Le théâtre du Châtelet, une soirée de restitution, issue d’un dispositif d’accueil développé depuis quatre ans, permet aux compagnies de partager le travail mené au quotidien dans les studios du théâtre. Entre danse contemporaine, hip-hop et croisements de styles, un dialogue singulier s’installe entre les artistes, le public et le lieu.
Conçue spécialement pour le public du Théâtre du Châtelet, la soirée Studio B permet à quatre (jeunes) chorégraphes de présenter des étapes de leur travail en cours. On retiendra surtout l’une des formes, conçue par la franco-marocaine Nawal Aït Benalla.
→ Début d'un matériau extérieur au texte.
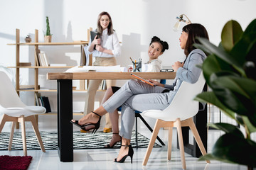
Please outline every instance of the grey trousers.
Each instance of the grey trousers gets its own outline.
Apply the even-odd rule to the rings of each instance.
[[[113,113],[122,106],[120,136],[131,139],[135,120],[134,110],[141,112],[149,109],[164,110],[169,105],[172,93],[171,91],[162,93],[165,89],[168,89],[129,80],[102,104],[108,113]]]

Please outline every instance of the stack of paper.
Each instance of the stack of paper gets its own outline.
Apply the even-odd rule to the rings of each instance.
[[[116,66],[76,66],[72,67],[65,72],[127,72],[127,68]]]

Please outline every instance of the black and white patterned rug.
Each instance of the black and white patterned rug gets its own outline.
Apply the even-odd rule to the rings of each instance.
[[[40,132],[43,143],[46,149],[57,149],[58,134],[57,132]],[[75,131],[73,133],[74,149],[102,149],[105,145],[109,144],[112,133],[104,133],[97,132],[95,134],[82,133],[80,131]],[[0,133],[0,150],[7,150],[9,142],[9,132]],[[26,137],[28,150],[41,149],[36,135],[33,131],[26,132]],[[149,143],[149,139],[138,133],[138,147],[147,147]],[[132,132],[131,144],[133,147],[136,147],[135,132]],[[156,143],[154,147],[161,147]],[[120,142],[117,144],[114,148],[119,148]],[[13,140],[12,150],[22,150],[22,137],[21,132],[15,132]]]

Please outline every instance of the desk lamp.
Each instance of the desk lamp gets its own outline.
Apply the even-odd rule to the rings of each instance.
[[[184,20],[184,19],[183,18],[183,16],[186,16],[186,18],[187,18],[188,21]],[[178,31],[178,28],[179,28],[179,26],[181,25],[181,21],[186,23],[186,24],[190,24],[190,23],[191,23],[191,21],[188,19],[188,18],[185,14],[181,14],[181,15],[180,15],[179,17],[177,16],[176,18],[178,19],[178,21],[177,21],[177,23],[174,25],[174,26],[173,27],[173,30],[174,30],[174,31]]]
Avec Ce qui nous traverse, la Compagnie La Baraka propose certainement la proposition la plus aboutie de la soirée, et sans conteste, la plus originale. Certainement parce qu’elle assume de se détacher d’une fiction et qu’elle ose aller au bout d’une recherche qui sans être radicale n’en est pas moins étonnante. C’est, avant tout, une œuvre chorégraphique profondément ancrée dans les questionnements contemporains. Signée par la chorégraphe Nawal Aït Benalla, la pièce s’inscrit dans une réflexion sur notre rapport au corps, au groupe, à l’Autre. Dans ce contexte de mutation accélérée par les diverses technologies. La danse devient un espace de résistance, un lieu où le corps retrouve sa densité, sa virtuosité et sa capacité à faire lien ou au contraire à s’échapper.
La dimension musicale joue un rôle essentiel dans la construction de la pièce. La partition, composée par Nawal Aït Benalla et Olivier Innocenti, et enrichie par l’œuvre de Samuel Barber, accompagne et nourrit la danse avec une grande finesse. Le travail musical est particulièrement réussi : il mêle les styles et les esthétiques, soutenant les variations d’intensité et les états de corps traversés par les danseurs. La musique ne se contente pas d’accompagner le mouvement, elle le traverse, l’influence et le transforme.
La création lumière de Laïs Foulc vient souligner cette recherche d’incarnation. Grâce à un grand écran blanc, les jeux d’ombres et de clartés sculptent les corps dans l’espace. On ne reste pas sans penser au travail de Bob Wilson par exemple en ce sens où le profil des interprètes comptent tout autant que les face public. Accentuant les tensions et révélant les lignes de force des mouvements. Ce qui nous traverse s’impose ainsi comme une pièce forte et cohérente, où la danse devient un langage essentiel pour penser notre époque et réaffirmer la puissance du corps comme lieu de relation et de sens.
La chorégraphie s’appuie sur un mouvement métronomique, répétitif, presque obsessionnel, qui se transforme progressivement. Ce motif initial agit comme une pulsation vitale, un battement commun à partir duquel les corps s’organisent, se désorganisent puis se recomposent. Traversés par des forces contradictoires, les danseurs explorent les tensions entre entrave et liberté, isolement et rencontre, désincarnation et incarnation. La pièce interroge ainsi le rôle individuel et collectif du corps, à la fois comme espace intime et comme territoire partagé.
Le travail chorégraphique, particulièrement intéressant, se distingue par une grande exigence technique. Les danseurs — Élie Fico, Alba Fracchia, Marion Frappat, Alfredo Gottardi et Rachele Pinzan — font preuve d’un très haut niveau de maîtrise, au service d’une écriture précise et incarnée. Leur engagement physique est total, porté par une qualité de présence remarquable. Chaque interprète contribue à la force du collectif tout en affirmant une singularité sensible, donnant à voir des corps vivants, aussi vulnérables que puissants.
Nawal Aït Benalla s’impose comme une chorégraphe que nous prendrons plaisir à suivre.